Nemo_bis set Security to None.

Can a shell user make a complete list of all the existing tables in all DBs? Looking at one wiki is not enough because some extensions or features aren't enabled everywhere; but that would help as well.

Aklapper lowered the priority of this task from Medium to Low.Jan 26 2015, 9:46 PM
Aklapper subscribed.
Nemo_bis raised the priority of this task from Low to Medium.Apr 9 2015, 7:07 AM

All pending tasks are in the Dumps-Generation project; this task is going away.

Where specifically is the progress against https://www.mediawiki.org/wiki/Research_Data_Proposals and https://meta.wikimedia.org/wiki/Right_to_fork tracked?

Right to fork: Tasks that have been opened for partial dumps for relevant tables are in the backlog on this workboard: Dumps-Generation When they are moved to the 'Up Next' column, that means they'll be worked on soon (within 1-2 weeks unless something intervenes).
Research Data Proposals should have a task or several associated with it in the Dumps-Rewrite project. If you see that this is not the case, please correct.

Given that subtasks such as T51135: Create partial SQL dump of ipblocks table and T51132: Create partial SQL dump of user table have not been closed, I guess I'm fine with the recent changes to this task. Honestly, I'm confused how the board visible at Dumps-Generation is supposed to be better or replace a parent task with child tasks/subtasks. There are a series of tasks specifically about creating partial SQL dumps (T51132, T51133, T51134, T51135, and T65274 from a quick glance) that now seem more difficult to find as a unit because they're not linked together using Phabricator Maniphest's relationships feature. This unit (creating partial SQL dumps) is worthy of distinction from the broader category of tasks related to dump generation (tags tagged with Dumps-Generation), in my opinion. It's not clear to me what was wrong with having this task be a tracking/parent task.
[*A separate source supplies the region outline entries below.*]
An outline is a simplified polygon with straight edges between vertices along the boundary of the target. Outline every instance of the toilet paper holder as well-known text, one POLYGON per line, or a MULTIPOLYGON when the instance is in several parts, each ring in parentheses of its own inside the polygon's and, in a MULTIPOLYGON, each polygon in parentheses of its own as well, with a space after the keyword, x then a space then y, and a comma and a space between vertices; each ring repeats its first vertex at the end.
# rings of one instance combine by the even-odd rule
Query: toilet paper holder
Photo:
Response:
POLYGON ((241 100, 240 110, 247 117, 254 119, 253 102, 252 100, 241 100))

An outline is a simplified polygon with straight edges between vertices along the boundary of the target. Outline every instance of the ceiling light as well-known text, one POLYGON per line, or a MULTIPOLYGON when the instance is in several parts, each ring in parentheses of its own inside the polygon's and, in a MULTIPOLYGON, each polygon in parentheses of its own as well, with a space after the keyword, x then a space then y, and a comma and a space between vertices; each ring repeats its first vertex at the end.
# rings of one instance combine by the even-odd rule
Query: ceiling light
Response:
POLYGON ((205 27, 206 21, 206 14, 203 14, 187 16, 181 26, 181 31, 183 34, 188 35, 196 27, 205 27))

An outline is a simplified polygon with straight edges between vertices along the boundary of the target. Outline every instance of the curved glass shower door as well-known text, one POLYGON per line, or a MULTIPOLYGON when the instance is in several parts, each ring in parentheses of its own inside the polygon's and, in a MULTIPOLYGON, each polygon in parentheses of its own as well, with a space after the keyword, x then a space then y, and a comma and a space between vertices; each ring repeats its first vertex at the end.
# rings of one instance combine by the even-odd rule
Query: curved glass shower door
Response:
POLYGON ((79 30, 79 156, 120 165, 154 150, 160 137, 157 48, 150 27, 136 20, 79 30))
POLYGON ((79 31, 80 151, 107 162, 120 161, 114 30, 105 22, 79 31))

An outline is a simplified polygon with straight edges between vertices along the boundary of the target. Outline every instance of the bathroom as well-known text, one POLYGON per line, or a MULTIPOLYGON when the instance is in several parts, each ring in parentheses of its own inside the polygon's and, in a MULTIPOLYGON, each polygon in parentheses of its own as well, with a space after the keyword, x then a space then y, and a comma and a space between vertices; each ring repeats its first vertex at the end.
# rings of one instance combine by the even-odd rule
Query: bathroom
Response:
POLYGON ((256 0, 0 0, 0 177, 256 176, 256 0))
I should have just rescued this task and retitled it to be something specific and completable. We don't label any tasks as tracking any more; projects are used for that. Let me create a new task that does what I should have fixed this one up to be, and I'll add the subscribers of this one to it.

Let me create a new task that does what I should have fixed this one up to be, and I'll add the subscribers of this one to it.

This is T140977: Dump public data from all sql tables that have mixed public/private data.